Politics differs from philanthropy in this: that in philanthropy we sometimes do things through pity merely, while in politics we act always, if we are righteous men, on grounds of justice and large expediency for men in the mass. Sometimes in our pitiful sympathy with our fellow-men we must do things that are more than just. We must forgive men. We must help men who have gone wrong. We must sometimes help men who have gone criminally wrong. But the law does not forgive. It is its duty to equalize conditions, to make the path of right the path of safety and advantage, to see that every man has a fair chance to live and to serve himself, to see that injustice and wrong are not wrought upon any.

We ought not to permit passion to enter into our thoughts or our hearts in this great matter; we ought not to allow ourselves to be governed by resentment or any kind of evil feeling, but we ought, nevertheless, to realize the seriousness of our situation. That seriousness consists, singularly enough, not in the malevolence of the men who preside over our industrial life, but in their genius and in their honest thinking. These men believe that the prosperity of the United States is not safe unless it is in their keeping. If they were dishonest, we might put them out of business by law; since most of them are honest, we can put them out of business only by making it impossible for them to realize their genuine convictions. I am not afraid of a knave. I am not afraid of a rascal. I am afraid of a strong man who is wrong, and whose wrong thinking can be impressed upon other persons by his own force of character and force of speech. If God had only arranged it that all the men who are wrong were rascals, we could put them out of business very easily, because they would give themselves away sooner or later; but God has made our task heavier than that,—he has made some good men who think wrong. We cannot fight them because they are bad, but because they are wrong. We must overcome them by a better force, the genial, the splendid, the permanent force of a better reason.

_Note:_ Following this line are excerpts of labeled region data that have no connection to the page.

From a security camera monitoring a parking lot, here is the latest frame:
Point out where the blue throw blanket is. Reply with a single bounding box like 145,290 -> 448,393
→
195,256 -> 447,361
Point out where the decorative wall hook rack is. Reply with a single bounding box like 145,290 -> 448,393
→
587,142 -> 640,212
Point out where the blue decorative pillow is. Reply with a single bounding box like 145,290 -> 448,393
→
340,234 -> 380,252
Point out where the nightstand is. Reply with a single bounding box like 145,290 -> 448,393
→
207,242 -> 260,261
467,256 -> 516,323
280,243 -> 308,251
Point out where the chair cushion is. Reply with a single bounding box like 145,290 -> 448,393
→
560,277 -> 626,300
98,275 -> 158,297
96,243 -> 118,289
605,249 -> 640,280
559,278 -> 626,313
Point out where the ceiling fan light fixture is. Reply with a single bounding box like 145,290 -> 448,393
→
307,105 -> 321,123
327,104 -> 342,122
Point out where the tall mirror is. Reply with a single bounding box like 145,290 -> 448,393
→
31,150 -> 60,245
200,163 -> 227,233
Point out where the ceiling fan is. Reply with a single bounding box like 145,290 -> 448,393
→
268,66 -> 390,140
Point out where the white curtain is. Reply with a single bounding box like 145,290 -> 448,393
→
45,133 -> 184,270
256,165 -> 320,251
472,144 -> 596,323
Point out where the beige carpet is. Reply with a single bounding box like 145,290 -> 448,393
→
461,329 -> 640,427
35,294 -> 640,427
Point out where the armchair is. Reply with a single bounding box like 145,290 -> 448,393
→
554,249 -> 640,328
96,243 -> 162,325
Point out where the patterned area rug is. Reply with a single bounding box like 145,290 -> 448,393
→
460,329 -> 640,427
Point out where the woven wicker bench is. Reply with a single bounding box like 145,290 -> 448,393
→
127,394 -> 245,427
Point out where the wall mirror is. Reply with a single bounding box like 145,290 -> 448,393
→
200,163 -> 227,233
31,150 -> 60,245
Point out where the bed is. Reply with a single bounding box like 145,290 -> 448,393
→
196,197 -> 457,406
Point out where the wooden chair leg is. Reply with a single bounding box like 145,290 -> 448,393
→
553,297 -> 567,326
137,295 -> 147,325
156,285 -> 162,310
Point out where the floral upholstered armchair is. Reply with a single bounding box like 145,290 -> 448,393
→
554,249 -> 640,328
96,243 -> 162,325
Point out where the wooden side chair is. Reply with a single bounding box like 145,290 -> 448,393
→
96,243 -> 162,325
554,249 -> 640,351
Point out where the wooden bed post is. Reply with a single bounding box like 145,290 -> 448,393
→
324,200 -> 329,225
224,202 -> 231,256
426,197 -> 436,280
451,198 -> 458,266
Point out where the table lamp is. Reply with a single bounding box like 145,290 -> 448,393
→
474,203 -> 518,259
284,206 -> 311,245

The reason that America was set up was that she might be different from all the nations of the world in this: that the strong could not put the weak to the wall, that the strong could not prevent the weak from entering the race. America stands for opportunity. America stands for a free field and no favor. America stands for a government responsive to the interests of all. And until America recovers those ideals in practice, she will not have the right to hold her head high again amidst the nations as she used to hold it.
It is like coming out of a stifling cellar into the open where we can breathe again and see the free spaces of the heavens to turn away from such a doleful program of submission and dependence toward the other plan, the confident purpose for which the people have given their mandate. Our purpose is the restoration of freedom. We purpose to prevent private monopoly by law, to see to it that the methods by which monopolies have been built up are legally made impossible. We design that the limitations on private enterprise shall be removed, so that the next generation of youngsters, as they come along, will not have to become protégés of benevolent trusts, but will be free to go about making their own lives what they will; so that we shall taste again the full cup, not of charity, but of liberty,—the only wine that ever refreshed and renewed the spirit of a people.